Skeptics subscribe to the philosophy that true knowledge of reality is unattainable. More generically, skeptics are people who tend to question the truth of things that are of a contentious nature. In ufology, the involvement of skeptics has largely been that of criticism and debunking.

A skeptical approach is indispensable to serious investigation, but groups like CSI ( formerly CSICOP ) and the James Randi Educational Foundation ( JREF ) have been accused of ignoring relevant information and/or degenerating into mockery and ridicule. Ufologists have been similarly criticized and the tension has evolved into an "us versus them" relationship. Groups like USI hope to change this situation by appealing to the common desire of both sides to establish the truth.

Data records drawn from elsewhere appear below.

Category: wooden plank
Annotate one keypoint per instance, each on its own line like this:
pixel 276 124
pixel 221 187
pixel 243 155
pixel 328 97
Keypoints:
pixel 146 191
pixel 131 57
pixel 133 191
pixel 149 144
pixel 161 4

One of the most famous skeptics in ufology was Philip J. Klass who proposed that many UFO reports might be explained as a previously unknown type of plasma produced as a by-product of high voltage electrical distribution equipment. Klass suggested that such plasmas would be consistent with reports of UFOs near power lines and might further explain the reported effects of UFOs on the electrical systems of airplanes and automobiles. However Klass was unable to substantiate the plasma theory, so he shifted his focus toward misidentifications and hoaxes. His debunking of the Travis Walton abduction case strongly suggests that it was indeed a hoax.